Graphs of relative speedup calculated from empirical performance data are provided in figure 7.15 for the two parallel iterative solver implementations. Each figure has a family of speedup curves for the five power systems networks examined in this research. Each curve plots relative speedup for 2, 4, 8, 16 and 32 processors. This analysis of parallel block-diagonal-bordered Gauss-Seidel speedup has used the best sequential algorithm to collect sequential execution performance data time. Research showed that there was a significant difference in the performance of a general sequential Gauss-Seidel algorithm and the first version of the parallel block-diagonal-bordered sparse Gauss-Seidel solver. Modifications to the first parallel Gauss-Seidel algorithm yielded an algorithm that is performance competitive with the best sequential Gauss-Seidel algorithm.

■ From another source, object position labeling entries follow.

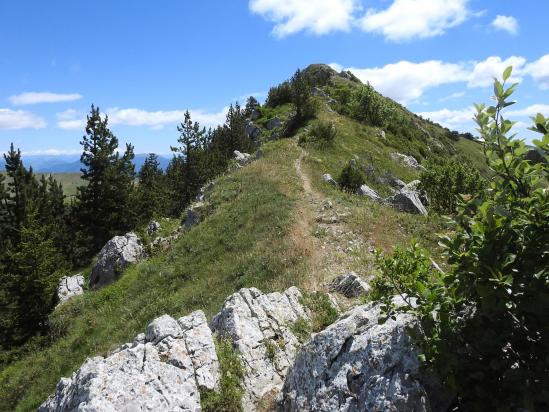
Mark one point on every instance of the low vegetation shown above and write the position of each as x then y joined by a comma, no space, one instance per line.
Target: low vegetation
483,323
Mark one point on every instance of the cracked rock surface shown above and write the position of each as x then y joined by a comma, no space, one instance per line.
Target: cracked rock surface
69,287
117,254
260,327
357,364
160,370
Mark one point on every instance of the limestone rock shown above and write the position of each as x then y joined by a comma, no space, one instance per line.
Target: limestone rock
357,364
160,370
195,214
408,201
350,285
273,123
117,254
153,227
69,287
242,158
256,322
368,192
252,130
329,179
409,161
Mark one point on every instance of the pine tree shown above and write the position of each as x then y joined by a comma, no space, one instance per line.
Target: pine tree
103,206
192,141
28,278
151,191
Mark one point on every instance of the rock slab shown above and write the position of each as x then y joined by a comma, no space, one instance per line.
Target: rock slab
117,254
160,370
357,364
69,287
350,285
260,325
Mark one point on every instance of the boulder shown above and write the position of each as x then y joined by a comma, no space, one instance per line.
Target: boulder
273,123
260,325
360,364
69,287
407,201
329,179
242,158
252,131
409,161
368,192
161,370
153,227
350,285
117,254
255,114
195,214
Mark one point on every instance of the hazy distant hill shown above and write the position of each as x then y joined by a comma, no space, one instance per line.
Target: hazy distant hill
71,163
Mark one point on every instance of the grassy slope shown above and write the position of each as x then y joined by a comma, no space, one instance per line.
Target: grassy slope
250,240
244,243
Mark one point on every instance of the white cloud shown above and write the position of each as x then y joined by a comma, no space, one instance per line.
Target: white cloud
317,17
406,81
539,70
409,19
20,119
483,72
42,97
71,119
452,96
505,23
530,110
52,152
158,119
452,118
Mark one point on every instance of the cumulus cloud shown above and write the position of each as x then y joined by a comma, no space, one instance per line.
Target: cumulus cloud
505,23
531,110
452,118
406,81
317,17
20,119
539,70
28,98
158,119
71,119
483,73
409,19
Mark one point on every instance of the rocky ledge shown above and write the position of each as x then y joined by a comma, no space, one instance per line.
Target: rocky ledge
357,363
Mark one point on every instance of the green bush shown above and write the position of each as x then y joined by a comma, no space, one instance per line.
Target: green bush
445,182
229,395
484,323
351,177
323,132
369,106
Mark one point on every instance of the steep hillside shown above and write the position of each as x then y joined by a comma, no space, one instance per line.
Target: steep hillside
275,223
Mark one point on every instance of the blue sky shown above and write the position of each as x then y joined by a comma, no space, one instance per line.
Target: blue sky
146,62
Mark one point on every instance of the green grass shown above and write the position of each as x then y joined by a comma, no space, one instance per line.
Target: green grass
243,243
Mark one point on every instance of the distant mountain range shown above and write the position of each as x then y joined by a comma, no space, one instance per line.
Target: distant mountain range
71,163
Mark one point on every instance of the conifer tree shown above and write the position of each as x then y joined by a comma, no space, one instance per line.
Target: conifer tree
28,278
150,196
103,206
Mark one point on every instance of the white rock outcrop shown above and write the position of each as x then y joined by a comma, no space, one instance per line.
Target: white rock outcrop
69,287
367,191
260,325
358,364
409,161
329,179
242,158
117,254
161,370
350,285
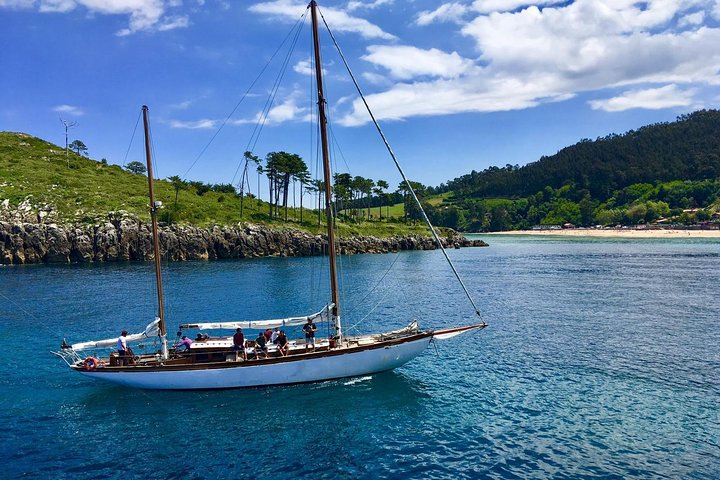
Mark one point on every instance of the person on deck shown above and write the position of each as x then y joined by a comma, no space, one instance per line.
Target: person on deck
283,344
122,349
239,343
186,342
260,345
309,329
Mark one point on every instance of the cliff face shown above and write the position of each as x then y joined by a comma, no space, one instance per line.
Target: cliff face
129,239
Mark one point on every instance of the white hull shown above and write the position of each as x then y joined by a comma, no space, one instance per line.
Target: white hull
315,367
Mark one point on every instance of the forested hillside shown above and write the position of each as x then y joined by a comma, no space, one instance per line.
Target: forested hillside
661,172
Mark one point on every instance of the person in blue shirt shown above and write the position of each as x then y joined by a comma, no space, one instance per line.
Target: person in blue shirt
186,342
309,329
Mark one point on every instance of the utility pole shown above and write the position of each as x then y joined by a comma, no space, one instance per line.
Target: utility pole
67,125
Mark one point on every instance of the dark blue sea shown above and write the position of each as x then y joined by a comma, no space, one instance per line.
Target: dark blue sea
602,360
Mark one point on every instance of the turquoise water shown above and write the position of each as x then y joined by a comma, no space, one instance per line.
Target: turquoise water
601,361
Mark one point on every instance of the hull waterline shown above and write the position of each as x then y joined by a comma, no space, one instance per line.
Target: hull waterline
310,368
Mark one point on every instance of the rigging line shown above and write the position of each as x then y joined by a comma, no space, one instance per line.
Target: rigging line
402,173
397,255
131,139
255,136
10,301
247,92
275,88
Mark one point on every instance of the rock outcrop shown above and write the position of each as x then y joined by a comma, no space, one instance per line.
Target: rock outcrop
126,238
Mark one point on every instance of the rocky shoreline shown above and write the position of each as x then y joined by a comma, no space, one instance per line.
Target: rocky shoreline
128,239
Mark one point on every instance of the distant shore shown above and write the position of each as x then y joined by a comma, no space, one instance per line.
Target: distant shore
616,232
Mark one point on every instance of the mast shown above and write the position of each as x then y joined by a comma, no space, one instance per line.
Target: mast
326,174
156,242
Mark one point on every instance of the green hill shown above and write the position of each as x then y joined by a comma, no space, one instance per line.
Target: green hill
688,149
665,172
74,189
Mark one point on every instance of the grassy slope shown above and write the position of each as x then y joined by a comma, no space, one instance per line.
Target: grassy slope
86,190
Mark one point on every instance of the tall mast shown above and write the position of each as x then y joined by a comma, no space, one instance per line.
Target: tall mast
156,242
326,172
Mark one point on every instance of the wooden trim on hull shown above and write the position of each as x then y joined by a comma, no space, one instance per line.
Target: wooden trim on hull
359,361
253,362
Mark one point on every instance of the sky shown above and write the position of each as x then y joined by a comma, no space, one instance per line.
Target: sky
456,86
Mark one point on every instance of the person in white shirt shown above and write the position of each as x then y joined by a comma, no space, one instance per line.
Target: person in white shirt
122,348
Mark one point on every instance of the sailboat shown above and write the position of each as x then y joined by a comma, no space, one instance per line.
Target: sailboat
216,363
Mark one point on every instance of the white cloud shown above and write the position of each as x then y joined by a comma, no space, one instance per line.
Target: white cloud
306,67
448,12
490,6
653,99
205,123
285,112
356,5
692,19
529,56
184,105
291,10
16,3
405,62
69,109
145,15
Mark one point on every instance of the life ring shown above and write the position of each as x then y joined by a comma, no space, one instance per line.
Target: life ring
91,363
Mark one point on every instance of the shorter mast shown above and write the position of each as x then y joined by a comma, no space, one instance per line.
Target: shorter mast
335,312
156,242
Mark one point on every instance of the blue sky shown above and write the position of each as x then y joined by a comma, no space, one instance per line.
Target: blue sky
457,86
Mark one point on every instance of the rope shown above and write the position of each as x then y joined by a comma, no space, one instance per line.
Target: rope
399,168
247,92
131,139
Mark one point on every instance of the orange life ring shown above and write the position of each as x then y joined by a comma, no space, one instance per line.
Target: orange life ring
91,363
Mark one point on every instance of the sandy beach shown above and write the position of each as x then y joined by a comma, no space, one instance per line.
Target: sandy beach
616,232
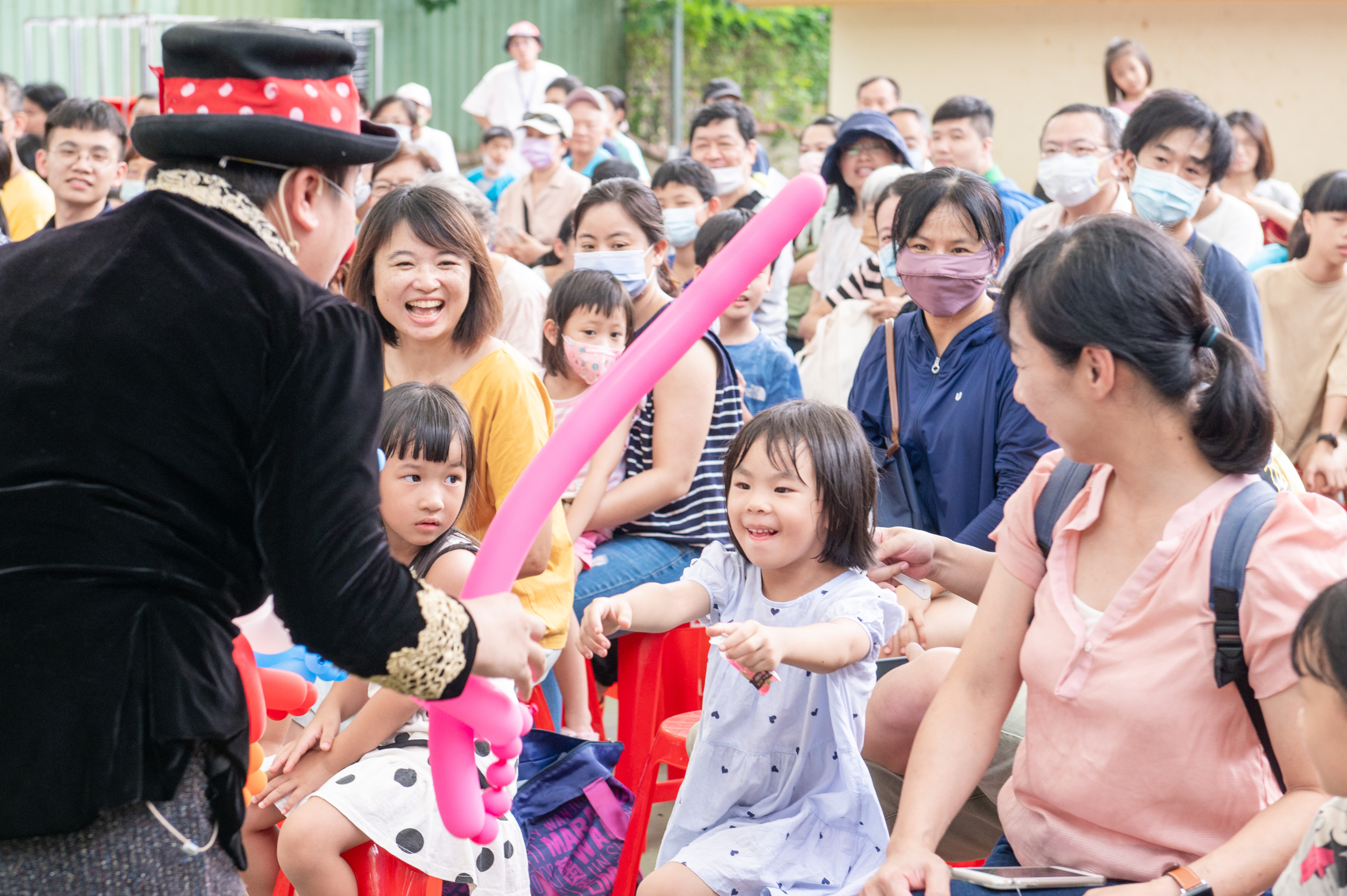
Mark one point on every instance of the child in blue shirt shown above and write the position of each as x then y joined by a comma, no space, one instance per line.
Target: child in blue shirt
767,368
494,174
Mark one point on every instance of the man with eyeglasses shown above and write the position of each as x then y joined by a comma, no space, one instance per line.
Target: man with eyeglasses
83,159
1078,169
25,199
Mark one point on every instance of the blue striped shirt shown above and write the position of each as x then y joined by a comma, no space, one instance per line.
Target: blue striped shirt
697,518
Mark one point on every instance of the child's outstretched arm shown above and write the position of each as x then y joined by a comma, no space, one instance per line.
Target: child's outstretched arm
824,647
596,481
647,608
302,775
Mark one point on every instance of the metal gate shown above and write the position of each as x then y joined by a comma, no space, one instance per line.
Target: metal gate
128,45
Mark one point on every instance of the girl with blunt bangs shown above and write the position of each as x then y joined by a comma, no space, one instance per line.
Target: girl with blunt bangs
422,270
1128,364
778,798
671,503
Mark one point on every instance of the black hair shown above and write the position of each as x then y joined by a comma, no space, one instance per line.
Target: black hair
616,98
424,421
1319,646
588,289
1120,48
1112,132
720,111
639,204
844,472
1253,123
961,189
87,115
566,83
978,111
1120,283
48,96
1167,111
259,184
689,172
719,230
900,189
615,169
1327,193
898,91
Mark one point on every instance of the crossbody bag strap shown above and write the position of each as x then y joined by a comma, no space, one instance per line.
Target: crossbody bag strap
893,390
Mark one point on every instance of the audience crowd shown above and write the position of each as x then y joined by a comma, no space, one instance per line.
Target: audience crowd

These figures illustrate that parallel performance of the double precision parallel Gauss-Seidel implementation can be as much as 17 for 32 processors and 21 for the complex variate implementation. The best speedups were obtained with the BCSPWR10 power systems network, and nearly as good relative speedups were obtained for the BCSPWR09 and NiMo-OPS networks. The effects of load-imbalance overhead, described in the previous section, clearly affect the relative speedup for the EPRI6K and NiMo-PLANS networks. Performance for all networks is similar for two through sixteen processors; however, there is a radical change in the rate of increase for relative speedup with 32 processors for these two planning matrices.
Figure 7.15: Relative Speedup --- Parallel Gauss-Seidel